The Department of Geography is pleased to present a talk by
Shaylih Muehlmann (Department of Anthropology, UBC)
“Because We Know the Land: Indigenous Local Knowledge in the Mexican Narco Territories”
Tuesday, 20 September, 2011, 12:30pm, Geography Room 212
In this paper, I examine how the rise of narco-trafficking in northern Mexico has included attempts by various cartels to recruit local indigenous people in the lowest echelons of the narco economy as smugglers or mules.
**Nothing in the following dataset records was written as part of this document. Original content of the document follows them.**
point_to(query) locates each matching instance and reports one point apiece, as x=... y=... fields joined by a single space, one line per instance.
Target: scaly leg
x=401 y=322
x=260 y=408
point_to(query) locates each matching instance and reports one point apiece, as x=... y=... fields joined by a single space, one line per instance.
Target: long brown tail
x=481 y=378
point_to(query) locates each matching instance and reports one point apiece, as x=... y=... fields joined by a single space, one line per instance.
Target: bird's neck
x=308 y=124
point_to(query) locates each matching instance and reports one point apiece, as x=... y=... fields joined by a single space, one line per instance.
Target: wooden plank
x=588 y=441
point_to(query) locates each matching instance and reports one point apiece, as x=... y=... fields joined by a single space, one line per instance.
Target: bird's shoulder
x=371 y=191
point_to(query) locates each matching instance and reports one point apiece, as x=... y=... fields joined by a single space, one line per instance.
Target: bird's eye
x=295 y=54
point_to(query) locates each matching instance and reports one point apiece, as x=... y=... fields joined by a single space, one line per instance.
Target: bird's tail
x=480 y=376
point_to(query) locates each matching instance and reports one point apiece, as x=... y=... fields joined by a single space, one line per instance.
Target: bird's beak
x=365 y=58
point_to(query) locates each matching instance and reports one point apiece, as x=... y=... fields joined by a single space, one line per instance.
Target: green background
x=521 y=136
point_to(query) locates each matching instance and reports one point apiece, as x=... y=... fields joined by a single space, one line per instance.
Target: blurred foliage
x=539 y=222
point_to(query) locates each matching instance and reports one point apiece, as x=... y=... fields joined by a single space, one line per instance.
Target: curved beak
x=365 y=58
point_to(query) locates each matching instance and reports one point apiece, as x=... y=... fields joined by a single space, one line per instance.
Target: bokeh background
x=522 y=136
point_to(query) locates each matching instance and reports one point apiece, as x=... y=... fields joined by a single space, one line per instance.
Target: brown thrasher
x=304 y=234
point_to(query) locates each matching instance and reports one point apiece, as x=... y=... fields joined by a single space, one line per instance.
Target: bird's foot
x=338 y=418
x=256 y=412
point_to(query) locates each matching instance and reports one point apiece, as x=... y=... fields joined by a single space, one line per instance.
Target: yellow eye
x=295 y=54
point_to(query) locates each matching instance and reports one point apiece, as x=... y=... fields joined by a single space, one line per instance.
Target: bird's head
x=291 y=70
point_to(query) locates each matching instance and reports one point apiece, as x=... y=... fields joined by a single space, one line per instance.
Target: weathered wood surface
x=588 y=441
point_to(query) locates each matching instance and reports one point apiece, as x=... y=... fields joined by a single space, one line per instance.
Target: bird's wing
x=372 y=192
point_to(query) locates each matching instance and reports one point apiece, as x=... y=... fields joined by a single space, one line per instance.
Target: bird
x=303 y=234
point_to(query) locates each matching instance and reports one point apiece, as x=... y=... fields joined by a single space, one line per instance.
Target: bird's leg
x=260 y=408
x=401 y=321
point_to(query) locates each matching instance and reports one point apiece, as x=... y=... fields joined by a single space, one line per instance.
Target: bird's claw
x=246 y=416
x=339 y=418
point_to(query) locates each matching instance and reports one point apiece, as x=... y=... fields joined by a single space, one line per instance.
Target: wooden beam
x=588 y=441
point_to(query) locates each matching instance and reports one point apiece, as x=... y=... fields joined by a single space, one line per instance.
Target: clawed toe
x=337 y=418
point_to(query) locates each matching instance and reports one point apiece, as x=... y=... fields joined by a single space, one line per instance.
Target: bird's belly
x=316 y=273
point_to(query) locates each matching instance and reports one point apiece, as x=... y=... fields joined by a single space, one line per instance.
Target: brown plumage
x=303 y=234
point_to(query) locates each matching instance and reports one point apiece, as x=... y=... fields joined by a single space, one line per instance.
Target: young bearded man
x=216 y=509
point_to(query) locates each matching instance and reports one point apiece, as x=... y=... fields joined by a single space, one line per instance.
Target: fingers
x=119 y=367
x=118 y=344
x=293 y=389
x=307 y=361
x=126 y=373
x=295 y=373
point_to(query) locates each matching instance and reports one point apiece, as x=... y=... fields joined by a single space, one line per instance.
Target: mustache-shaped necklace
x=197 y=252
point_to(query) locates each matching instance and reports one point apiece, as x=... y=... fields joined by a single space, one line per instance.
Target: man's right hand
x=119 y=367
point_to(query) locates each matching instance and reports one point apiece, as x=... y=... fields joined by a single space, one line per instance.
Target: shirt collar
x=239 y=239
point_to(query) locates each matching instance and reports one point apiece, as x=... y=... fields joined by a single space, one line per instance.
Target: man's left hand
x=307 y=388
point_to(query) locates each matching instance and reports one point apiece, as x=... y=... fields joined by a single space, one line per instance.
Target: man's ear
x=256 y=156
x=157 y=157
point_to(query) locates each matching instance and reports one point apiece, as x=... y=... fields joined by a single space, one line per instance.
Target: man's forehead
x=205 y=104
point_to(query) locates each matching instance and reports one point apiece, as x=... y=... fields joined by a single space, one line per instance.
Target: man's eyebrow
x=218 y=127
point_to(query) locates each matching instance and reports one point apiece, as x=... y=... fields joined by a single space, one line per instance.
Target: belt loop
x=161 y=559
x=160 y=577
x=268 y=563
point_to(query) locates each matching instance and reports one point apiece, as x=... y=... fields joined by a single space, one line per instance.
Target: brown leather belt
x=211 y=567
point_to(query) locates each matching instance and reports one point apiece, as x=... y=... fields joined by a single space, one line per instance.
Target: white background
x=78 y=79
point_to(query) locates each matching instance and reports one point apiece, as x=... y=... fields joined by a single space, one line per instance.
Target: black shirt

Drawing on eight years of ethnographic research in the region, I argue that this participation capitalizes on what is perceived to be their innate “knowledge of the land.” In particular, I analyze the diverse ways that the celebration of indigenous peoples’ “traditional ecological knowledge” initially championed by the environmental movement has been commodified for various niches in northern Mexico’s illegal economy. This case reveals the contradictory ideological tenants about what constitutes “indigenous identity,” particularly in a region in which the same people recruited by the cartels because, as they themselves put it, “we know the land” are denied indigenous status by the state because of their lack of “traditional” ethnic markers such as speaking an indigenous language. Many local people, in this regard, take advantage of the “indigenous slot” that is offered to them by the cartels partly because this positioning is denied to them by the Mexican government.